Alterations of the Ca²⁺ signaling pathway in pancreatic beta-cells isolated from db/db mice
Protein & Cell
; (12): 783-794, 2014.
Article
em En
| WPRIM
| ID: wpr-757650
Biblioteca responsável:
WPRO
ABSTRACT
Upon glucose elevation, pancreatic beta-cells secrete insulin in a Ca(2+)-dependent manner. In diabetic animal models, different aspects of the calcium signaling pathway in beta-cells are altered, but there is no consensus regarding their relative contributions to the development of beta-cell dysfunction. In this study, we compared the increase in cytosolic Ca(2+) ([Ca(2+)]i) via Ca(2+) influx, Ca(2+) mobilization from endoplasmic reticulum (ER) calcium stores, and the removal of Ca(2+) via multiple mechanisms in beta-cells from both diabetic db/db mice and non-diabetic C57BL/6J mice. We refined our previous quantitative model to describe the slow [Ca(2+)]i recovery after depolarization in beta-cells from db/db mice. According to the model, the activity levels of the two subtypes of the sarco-endoplasmic reticulum Ca(2+)-ATPase (SERCA) pump, SERCA2 and SERCA3, were severely down-regulated in diabetic cells to 65% and 0% of the levels in normal cells. This down-regulation may lead to a reduction in the Ca(2+) concentration in the ER, a compensatory up-regulation of the plasma membrane Na(+)/Ca(2+) exchanger (NCX) and a reduction in depolarization-evoked Ca(2+) influx.
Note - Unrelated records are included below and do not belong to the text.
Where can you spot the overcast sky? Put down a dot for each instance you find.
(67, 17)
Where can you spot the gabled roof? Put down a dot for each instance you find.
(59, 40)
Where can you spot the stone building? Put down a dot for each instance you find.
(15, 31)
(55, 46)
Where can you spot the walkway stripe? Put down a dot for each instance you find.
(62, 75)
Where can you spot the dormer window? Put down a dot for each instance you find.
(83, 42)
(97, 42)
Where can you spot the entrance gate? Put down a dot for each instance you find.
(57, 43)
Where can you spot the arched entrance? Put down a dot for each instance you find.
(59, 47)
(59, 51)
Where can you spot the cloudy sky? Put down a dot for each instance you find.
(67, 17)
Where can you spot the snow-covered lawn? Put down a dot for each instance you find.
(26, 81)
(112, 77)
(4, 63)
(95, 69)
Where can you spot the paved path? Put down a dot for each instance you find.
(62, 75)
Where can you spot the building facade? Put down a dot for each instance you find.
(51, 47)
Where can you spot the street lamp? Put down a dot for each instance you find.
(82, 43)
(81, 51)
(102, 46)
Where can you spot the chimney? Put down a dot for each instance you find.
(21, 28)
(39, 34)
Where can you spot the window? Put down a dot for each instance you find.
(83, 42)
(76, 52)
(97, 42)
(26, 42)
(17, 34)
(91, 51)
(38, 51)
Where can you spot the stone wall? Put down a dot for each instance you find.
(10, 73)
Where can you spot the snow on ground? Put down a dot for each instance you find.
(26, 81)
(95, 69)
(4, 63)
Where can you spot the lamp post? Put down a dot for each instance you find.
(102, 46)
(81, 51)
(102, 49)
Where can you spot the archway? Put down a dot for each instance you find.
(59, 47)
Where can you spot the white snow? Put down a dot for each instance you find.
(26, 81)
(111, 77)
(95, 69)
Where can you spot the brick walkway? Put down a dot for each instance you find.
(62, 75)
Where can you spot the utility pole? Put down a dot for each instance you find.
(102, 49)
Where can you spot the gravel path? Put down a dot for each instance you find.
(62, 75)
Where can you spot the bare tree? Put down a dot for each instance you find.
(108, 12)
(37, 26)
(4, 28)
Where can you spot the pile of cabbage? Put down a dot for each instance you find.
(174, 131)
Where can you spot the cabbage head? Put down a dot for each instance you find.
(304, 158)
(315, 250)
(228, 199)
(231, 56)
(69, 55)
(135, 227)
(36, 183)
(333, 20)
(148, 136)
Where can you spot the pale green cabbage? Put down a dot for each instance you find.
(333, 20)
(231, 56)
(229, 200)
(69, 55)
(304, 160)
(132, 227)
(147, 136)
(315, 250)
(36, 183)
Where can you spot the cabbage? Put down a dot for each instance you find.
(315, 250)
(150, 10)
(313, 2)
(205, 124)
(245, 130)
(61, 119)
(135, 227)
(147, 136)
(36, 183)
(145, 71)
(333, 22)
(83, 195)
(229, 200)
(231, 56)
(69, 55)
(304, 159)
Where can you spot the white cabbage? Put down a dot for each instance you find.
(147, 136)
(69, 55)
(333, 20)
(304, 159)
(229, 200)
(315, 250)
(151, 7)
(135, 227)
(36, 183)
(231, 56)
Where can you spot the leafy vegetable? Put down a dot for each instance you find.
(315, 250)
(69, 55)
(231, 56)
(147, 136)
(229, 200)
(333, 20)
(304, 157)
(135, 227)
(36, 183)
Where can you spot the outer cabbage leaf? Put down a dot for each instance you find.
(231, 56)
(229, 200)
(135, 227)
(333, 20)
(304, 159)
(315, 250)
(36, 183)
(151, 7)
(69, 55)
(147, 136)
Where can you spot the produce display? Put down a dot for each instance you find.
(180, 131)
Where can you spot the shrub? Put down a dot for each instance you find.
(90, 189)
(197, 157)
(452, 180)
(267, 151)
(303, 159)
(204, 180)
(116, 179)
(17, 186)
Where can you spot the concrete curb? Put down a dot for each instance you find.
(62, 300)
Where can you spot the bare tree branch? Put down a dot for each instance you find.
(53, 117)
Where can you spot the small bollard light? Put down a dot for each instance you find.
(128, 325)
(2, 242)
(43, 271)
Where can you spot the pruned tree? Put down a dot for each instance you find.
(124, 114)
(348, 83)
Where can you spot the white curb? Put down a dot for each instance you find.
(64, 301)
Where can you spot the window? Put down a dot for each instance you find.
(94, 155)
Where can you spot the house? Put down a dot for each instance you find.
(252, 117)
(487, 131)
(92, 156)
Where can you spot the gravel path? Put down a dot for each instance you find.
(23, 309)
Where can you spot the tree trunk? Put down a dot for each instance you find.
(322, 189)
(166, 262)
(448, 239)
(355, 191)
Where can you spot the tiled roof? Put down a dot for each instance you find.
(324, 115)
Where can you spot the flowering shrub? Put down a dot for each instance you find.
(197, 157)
As a result, the patterns of glucose-stimulated calcium oscillations were significantly different in db/db diabetic beta-cells compared with normal cells. Overall, quantifying the changes in the calcium signaling pathway in db/db diabetic beta-cells will aid in the development of a disease model that could provide insight into the adaptive transformations of beta-cell function during diabetes development.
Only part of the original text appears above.